Predicting the Difficulty of Compromise through How Attackers Discover Vulnerabilities
PI(s), Co-PI(s), Researchers:
PI: Laurie Williams, Andrew Meneely
HARD PROBLEM(S) ADDRESSED
This refers to Hard Problems, released November 2012.
- Metrics
PUBLICATIONS
Papers written as a result of your research from the current quarter only.
- No new publications
KEY HIGHLIGHTS
Each effort should submit one or two specific highlights. Each item should include a paragraph or two along with a citation if available. Write as if for the general reader of IEEE S&P.
The purpose of the highlights is to give our immediate sponsors a body of evidence that the funding they are providing (in the framework of the SoS lablet model) is delivering results that "more than justify" the investment they are making.

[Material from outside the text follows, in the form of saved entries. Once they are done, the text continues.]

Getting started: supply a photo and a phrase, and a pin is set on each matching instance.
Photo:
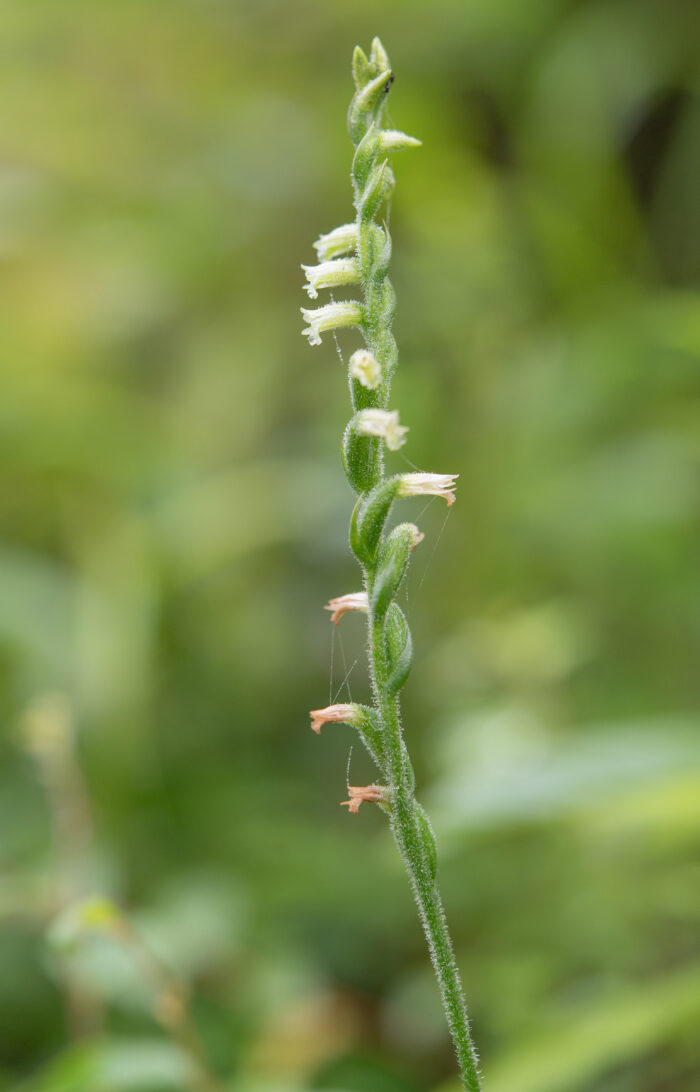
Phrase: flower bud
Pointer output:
(365, 103)
(341, 240)
(393, 562)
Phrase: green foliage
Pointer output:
(171, 525)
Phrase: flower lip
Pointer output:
(347, 312)
(331, 274)
(436, 485)
(383, 424)
(341, 605)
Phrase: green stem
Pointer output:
(410, 839)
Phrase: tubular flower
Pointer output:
(362, 794)
(392, 140)
(384, 424)
(436, 485)
(331, 274)
(365, 368)
(341, 240)
(355, 601)
(340, 714)
(331, 317)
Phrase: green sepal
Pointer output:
(360, 68)
(378, 56)
(428, 843)
(368, 520)
(362, 458)
(366, 103)
(399, 648)
(391, 568)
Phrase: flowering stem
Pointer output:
(383, 556)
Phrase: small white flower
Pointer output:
(331, 274)
(365, 368)
(392, 140)
(341, 240)
(354, 601)
(384, 424)
(436, 485)
(331, 317)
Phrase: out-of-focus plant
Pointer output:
(359, 253)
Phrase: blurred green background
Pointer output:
(174, 517)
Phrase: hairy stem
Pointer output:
(408, 837)
(382, 555)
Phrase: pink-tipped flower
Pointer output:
(384, 424)
(340, 714)
(364, 794)
(431, 485)
(354, 601)
(332, 317)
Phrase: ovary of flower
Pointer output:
(331, 274)
(331, 317)
(364, 794)
(384, 424)
(340, 714)
(355, 601)
(436, 485)
(365, 368)
(341, 240)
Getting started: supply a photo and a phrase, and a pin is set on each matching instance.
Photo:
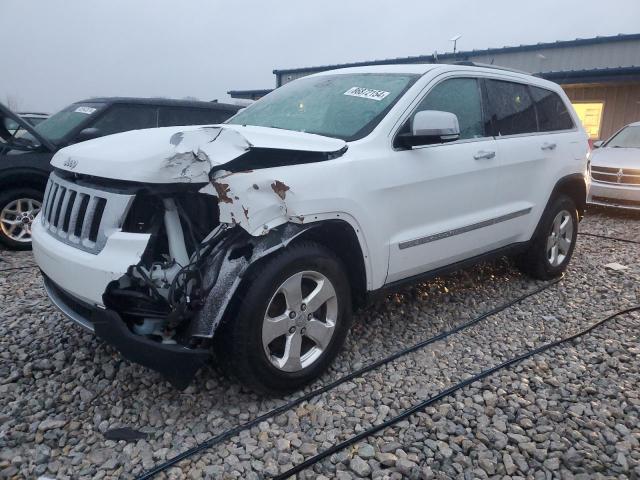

- We have begun the manual annotation process of the 2018 National Collegiate Penetration Testing Competition (CPTC) data set. 54 vulnerabilities were reported and scored in the competition, and we are constructing a timeline of events for each vulnerability report. These timelines are constructed using the MITRE ATT&CK framework. With each event mapped to MITRE ATT&CK, our plan is to use conditional probabilities for the system to determine the probability of discovery. The annotated data set will be considerably useful for the community, as it is a detailed record of penetration testing activity in a controlled environment.
- Security smells in Infrastructure as Code scripts. Defects in infrastructure as code (IaC) scripts can have serious consequences for organizations who adopt DevOps. While developing IaC scripts, practitioners may inadvertently introduce security smells. Security smells are recurring coding patterns that are indicative of security weakness and can potentially lead to security breaches. The goal of this work is to help practitioners avoid insecure coding practices while developing IaC scripts through an empirical study of security smells in IaC scripts. We applied qualitative analysis on 1,726 IaC scripts to identify seven security smells. Next, we implemented and validated a static analysis tool called Security Linter for Infrastructure as Code scripts (SLIC) to identify the occurrence of each smell in 15,232 IaC scripts collected from 293 open source repositories. We identify 21,201 occurrences of security smells that include 1,326 occurrences of hard-coded passwords. We submitted bug reports for 1,000 randomly-selected security smell occurrences. We obtain 212 responses to these bug reports, of which 148 occurrences were accepted by the development teams to be fixed. We observe security smells can have a long lifetime, e.g., a hard-coded secret can persist for as long as 98 months, with a median lifetime of 20 months.
COMMUNITY ENGAGEMENT
- Nuthan Munaiah presented our paper on the CPTC data set.
EDUCATIONAL ADVANCES:
- We have begun consulting with RIT's Department of Computing Security in working on a new Foundations of Computing Security that would be required for all first-year students in the Golisano College of Computing and Information Sciences (about a thousand students per year). The work from this grant helps shape that course by providing specific examples from competition for students to analyze.